Reading user input (w/tim
@DIGDIST/BATTLEST/FREEWAY to All
on Mon Dec 23 22:33:00 2013
Okay, I'm working on some failsafe scripts for my new OpenBSD 5.4 server upon which I run my BBS and a few other externally facing applications and ports. I'm trying to limit my shell scripting to the leanest & most common denominator for shell scripts, /bin/sh (at least on OpenBSD systems), which is pretty much compatible with the Bourne shell, but missing little bits here and there. One such feature that it is missing is the timeout flag on the read command. Having this available in this script is very important for me. The system is to come up and bring a bunch of services online, but a portion of these services reside on a fully encrypted partition. I want to be able to read user input from the terminal, but if nobody has been at the keyboard for 'x' number of seconds, I want to fail that or otherwise indicate no input was provided, and then continue starting other subsystems that don't reside on such a secure partition.
I've seen a lot of web hits utilizing tools that I don't really have the luxury of, and by far the majority of them try to use 'read' with the timeout option set. I've seen a couple of other ways to do this, though. I just can't find the web hits for them now. One was utilizing a command called 'line', which also doesn't seem to exist on stock OpenBSD systems, and there was one other one that utilized 'stty' quite a bit that looks really horrifying. Does anybody have a clue what might be the best way to go about this utilizing stock OpenBSD utilities?

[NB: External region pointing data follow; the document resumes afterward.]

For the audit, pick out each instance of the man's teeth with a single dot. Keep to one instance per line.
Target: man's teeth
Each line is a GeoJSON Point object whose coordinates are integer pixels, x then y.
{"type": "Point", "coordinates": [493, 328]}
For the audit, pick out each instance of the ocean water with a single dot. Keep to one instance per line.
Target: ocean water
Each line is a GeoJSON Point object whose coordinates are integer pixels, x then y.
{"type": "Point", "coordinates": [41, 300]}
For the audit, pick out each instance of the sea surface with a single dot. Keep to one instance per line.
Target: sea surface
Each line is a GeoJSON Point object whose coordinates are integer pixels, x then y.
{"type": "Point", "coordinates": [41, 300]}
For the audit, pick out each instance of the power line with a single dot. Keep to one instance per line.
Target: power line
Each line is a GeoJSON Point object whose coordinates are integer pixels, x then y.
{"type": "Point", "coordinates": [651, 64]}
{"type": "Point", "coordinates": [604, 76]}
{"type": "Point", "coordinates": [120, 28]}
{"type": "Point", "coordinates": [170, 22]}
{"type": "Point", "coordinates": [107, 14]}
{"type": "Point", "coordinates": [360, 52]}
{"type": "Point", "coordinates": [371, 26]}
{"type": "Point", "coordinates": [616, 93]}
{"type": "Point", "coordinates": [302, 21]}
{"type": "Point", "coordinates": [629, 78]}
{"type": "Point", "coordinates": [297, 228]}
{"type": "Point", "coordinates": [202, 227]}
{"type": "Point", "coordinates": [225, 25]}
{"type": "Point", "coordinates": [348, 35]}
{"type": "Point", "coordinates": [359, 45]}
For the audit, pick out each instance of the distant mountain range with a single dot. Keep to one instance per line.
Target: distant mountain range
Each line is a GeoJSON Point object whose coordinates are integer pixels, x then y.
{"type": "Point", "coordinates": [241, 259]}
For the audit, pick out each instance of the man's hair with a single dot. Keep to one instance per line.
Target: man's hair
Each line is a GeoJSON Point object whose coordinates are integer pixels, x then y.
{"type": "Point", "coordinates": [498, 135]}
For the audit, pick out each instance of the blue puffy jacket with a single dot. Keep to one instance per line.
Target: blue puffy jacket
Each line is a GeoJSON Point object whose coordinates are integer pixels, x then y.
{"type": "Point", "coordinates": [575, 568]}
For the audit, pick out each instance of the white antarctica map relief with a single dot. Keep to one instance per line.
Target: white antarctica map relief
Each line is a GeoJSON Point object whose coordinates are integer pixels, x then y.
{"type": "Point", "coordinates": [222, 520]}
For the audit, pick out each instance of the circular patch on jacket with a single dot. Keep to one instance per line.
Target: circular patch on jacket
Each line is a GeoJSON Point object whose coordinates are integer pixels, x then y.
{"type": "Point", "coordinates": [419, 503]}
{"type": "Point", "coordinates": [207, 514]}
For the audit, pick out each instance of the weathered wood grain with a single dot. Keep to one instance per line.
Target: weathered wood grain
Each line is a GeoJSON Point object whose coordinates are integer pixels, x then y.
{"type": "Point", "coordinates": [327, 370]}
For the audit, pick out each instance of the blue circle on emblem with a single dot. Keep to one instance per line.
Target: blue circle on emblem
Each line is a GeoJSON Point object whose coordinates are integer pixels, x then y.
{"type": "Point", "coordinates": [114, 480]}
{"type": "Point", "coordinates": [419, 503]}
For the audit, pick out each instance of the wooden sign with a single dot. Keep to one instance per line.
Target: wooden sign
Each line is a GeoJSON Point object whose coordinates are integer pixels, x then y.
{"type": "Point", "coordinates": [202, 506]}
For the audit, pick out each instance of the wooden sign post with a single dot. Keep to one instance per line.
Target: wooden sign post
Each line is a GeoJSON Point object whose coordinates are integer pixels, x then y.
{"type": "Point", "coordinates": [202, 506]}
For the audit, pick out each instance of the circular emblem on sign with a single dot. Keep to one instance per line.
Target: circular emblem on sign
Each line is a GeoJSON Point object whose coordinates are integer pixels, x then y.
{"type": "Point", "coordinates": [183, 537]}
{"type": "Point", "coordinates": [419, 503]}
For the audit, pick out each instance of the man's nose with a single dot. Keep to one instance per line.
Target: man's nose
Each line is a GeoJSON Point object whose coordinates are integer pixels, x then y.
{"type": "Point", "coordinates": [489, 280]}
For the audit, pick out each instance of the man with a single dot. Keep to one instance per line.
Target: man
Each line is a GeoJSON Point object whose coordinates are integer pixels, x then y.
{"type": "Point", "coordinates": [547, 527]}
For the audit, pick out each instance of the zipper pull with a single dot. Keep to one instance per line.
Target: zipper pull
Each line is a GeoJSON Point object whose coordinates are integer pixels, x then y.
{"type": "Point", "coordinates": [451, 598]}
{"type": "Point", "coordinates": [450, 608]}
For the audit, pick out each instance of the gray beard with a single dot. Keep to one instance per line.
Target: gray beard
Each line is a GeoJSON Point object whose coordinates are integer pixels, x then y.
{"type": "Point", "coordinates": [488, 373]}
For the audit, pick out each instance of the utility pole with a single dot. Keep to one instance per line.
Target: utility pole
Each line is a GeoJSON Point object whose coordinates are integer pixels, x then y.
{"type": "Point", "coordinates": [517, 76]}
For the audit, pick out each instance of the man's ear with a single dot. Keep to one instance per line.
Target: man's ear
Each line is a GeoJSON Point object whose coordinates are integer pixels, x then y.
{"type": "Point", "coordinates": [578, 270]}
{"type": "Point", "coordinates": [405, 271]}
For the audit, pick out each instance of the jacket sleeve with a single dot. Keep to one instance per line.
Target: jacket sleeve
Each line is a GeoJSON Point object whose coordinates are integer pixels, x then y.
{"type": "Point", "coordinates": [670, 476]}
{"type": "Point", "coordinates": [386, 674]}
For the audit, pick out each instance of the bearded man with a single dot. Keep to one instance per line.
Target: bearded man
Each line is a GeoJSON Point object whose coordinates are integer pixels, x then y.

If nothing else, maybe I'll have to bite the bullet and switch to the /bin/ksh shell (pdksh); I know that that has some built in timeout for user input functionality. I am really not fond of the extra memory usage and incompatibility across *NIX boxen with that solution, though.
Anything you might be able to suggest would be very much appreciated. Other than python, perl, php, or ruby, that is. ;) Lean 'n mean, and I meant it. :)
--Damo dice, "Perhaps today IS a good day to die!"